Do you understand how Pharmacy Funding works?

Every time I watch Dragons Den, I get annoyed by how many people lose out on potential investment because they don’t know their numbers. Many people stumble over basic questions on turnover and gross profit. Having left university many years ago, I’m not sure how much of these terms are part of the pharmacy curriculum now. Back in the 90s we did a couple of lectures on business management run by a visiting pharmacy owner. It was basic, and we were never examined on it. As a result, many of us started our careers oblivious to the ins and outs of pharmacy business management. With the demise of independent pharmacy ownership, it is more likely that most pharmacy graduates will take up jobs where the nuts and bolts of running a profitable pharmacy business will not be part of their day-to-day work.

To get us started, let’s begin by defining some of these terms.

Turnover is the total sales generated by a business in a specific period. It’s sometimes referred to as gross revenue, or income. Turnover represents the total income of the business during a set period – that is, the ‘net’ sales figure. 

Profit, meanwhile, is a measure of the earnings that are left after any expenses have been deducted. To complicate things further, there are also two different ways in which profit might be measured. Gross profit refers to sales, minus the cost of the goods or services sold – that is, the sales margin. Net profit, meanwhile, is the figure that’s left over during a specific period after all expenses (such as administration and tax) have been deducted.

Community pharmacy has various income streams. Typically, community pharmacy generates 80% of its income from the NHS contract and the remaining 20% from over-the-counter (OTC) and other private sales. The current trend is that of diminishing returns from OTC sales as supermarkets and internet sales gain market share.

NHS income was traditionally dispensing-focused. The introduction of the 2005 Pharmacy Contract saw the introduction of service income streams and payments for quality indicators like staff levels. This was a shift from the volume-based model. Successful pharmacies have been those that have focused on topline sales and profitability from dispensing, retail revenue and services (NHS-commissioned and private). A prudent approach to healthcare delivery has enhanced team productivity by making better use of support staff and keeping a close eye on cost controls. With 80% revenue from the NHS contract, it is perhaps wise to give this more attention in this brief discussion.

Though income for pharmacies may vary according to the mix of products dispensed and the number of additional fees earned, calculations made by the Pharmaceutical Services Negotiating Committee (PSNC), posit that a pharmacy dispensing 7000 items a month should roughly accrue £10,934 from fees and allowances. An additional £5,444 can be realised as buying profit, giving a total monthly income of £16,377 (October 2018).

For every dispensed item, pharmacies are reimbursed at an agreed price as listed in the Drug Tariff. Buying profit is generated by ensuring that goods are purchased at a price lower than the listed price. Bulk buying is one obvious way this can be done. The pharmacy chains are better placed to exploit this than the small independent pharmacies. Admittedly, various rebate and discount schemes exist which all contractors can take advantage of. It is for this reason that “discount deductions” are applied to all contractor payments.
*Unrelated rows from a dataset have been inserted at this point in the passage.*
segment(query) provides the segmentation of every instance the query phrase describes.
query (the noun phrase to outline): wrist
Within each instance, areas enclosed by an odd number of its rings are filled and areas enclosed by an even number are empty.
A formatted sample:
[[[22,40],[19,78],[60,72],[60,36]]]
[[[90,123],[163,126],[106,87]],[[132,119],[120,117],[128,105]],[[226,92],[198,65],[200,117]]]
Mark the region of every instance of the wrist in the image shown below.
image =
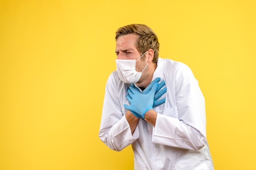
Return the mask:
[[[141,116],[141,117],[144,119],[145,118],[145,115],[146,114],[146,113],[147,113],[149,110],[151,109],[153,110],[153,108],[152,107],[148,108],[146,109],[145,111],[144,111],[144,113],[143,113],[143,114],[142,114],[142,115]]]
[[[151,123],[153,126],[155,125],[155,122],[157,116],[157,113],[153,109],[148,110],[144,115],[144,119],[146,121]]]

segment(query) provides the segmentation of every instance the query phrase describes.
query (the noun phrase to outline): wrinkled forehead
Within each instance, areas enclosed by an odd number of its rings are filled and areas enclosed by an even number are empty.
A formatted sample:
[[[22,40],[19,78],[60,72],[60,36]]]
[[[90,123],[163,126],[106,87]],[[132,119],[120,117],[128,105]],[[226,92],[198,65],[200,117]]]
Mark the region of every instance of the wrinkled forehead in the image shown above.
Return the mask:
[[[136,47],[138,37],[139,35],[135,34],[122,35],[117,39],[116,46]]]

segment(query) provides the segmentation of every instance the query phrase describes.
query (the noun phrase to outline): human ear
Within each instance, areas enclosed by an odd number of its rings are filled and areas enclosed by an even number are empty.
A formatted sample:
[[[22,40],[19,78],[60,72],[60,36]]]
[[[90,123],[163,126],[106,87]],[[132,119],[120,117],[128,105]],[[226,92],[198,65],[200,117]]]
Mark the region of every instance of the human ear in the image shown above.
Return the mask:
[[[154,50],[151,48],[148,50],[148,63],[150,63],[154,58]]]

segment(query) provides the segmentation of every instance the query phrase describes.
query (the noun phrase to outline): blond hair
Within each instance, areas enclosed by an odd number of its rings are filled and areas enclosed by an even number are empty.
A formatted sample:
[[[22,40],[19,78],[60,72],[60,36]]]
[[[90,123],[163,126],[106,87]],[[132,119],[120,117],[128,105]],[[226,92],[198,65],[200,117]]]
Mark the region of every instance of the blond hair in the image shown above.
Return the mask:
[[[116,32],[116,41],[122,35],[135,34],[139,35],[136,47],[141,54],[150,49],[154,51],[152,61],[156,63],[158,59],[159,43],[158,39],[153,30],[144,24],[132,24],[120,27]]]

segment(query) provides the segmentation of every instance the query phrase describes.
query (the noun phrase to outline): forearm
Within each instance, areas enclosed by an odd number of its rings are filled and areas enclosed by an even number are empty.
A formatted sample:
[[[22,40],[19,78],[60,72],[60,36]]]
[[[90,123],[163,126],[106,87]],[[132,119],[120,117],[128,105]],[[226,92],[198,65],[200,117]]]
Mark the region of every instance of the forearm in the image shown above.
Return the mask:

Fees and allowances are compounded from some of the following essential services payments:

  • Dispensed items attract a single activity fee of £1.29
  • Preparations manufactured or imported under a specials licence attracts £20.00
  • £2.60 for elastic hosiery measuring and fitting.
  • £2.50 for Liquid methadone dispensing and an additional £0.55 for each extra dose packaged separately
  • Products with a net ingredient cost over £100 attract a fee equivalent to 2% of the cost
  • Allowances include repeat dispensing, electronic prescription, establishment and practice payments.

Advanced service payments include

  • £20 - £28 for each completed New Medicine Service (NMS) provided depending on the total number of patients who receive the service in the month. The maximum allowable number depends on the number of prescription items done a month. A pharmacy dispensing 7000 items a month can perform and be paid for a maximum of 35 NMS.
  • The fee for provision of each Medicines Use Review is £28. Pharmacies that sign up to provide Advanced Services before 1st October in any financial year can conduct and be paid for a maximum of 400 reviews in the financial year (1st April – 31st March).

The £16,377 stated above would thus represent 80% of the pharmacy’s gross profit. Assuming proportionality, quick maths would give us a gross profit of about £20.471. It is from this figure that operating expenses like rent, rates and water, wages, insurance, marketing and advertising, insurance and accountancy, licenses, heat and lighting and IT can be deducted giving the net profit.


With regards to how much money you will earn as a community pharmacist, the PSNC is perhaps one the most important organisations. They represent NHS pharmacy contractors in negotiations with the Department of Health and Social Care. Their stated goal is to develop and increased the range of high quality and fully funded NHS community pharmacy services. They effectively have a say in how much money community pharmacy gets from the government. For more information on pharmacy funding please visit

NB.  The recently announced funding settlement has seen no changes to the global sum but inevitably there will be changes to how the sums are allocated.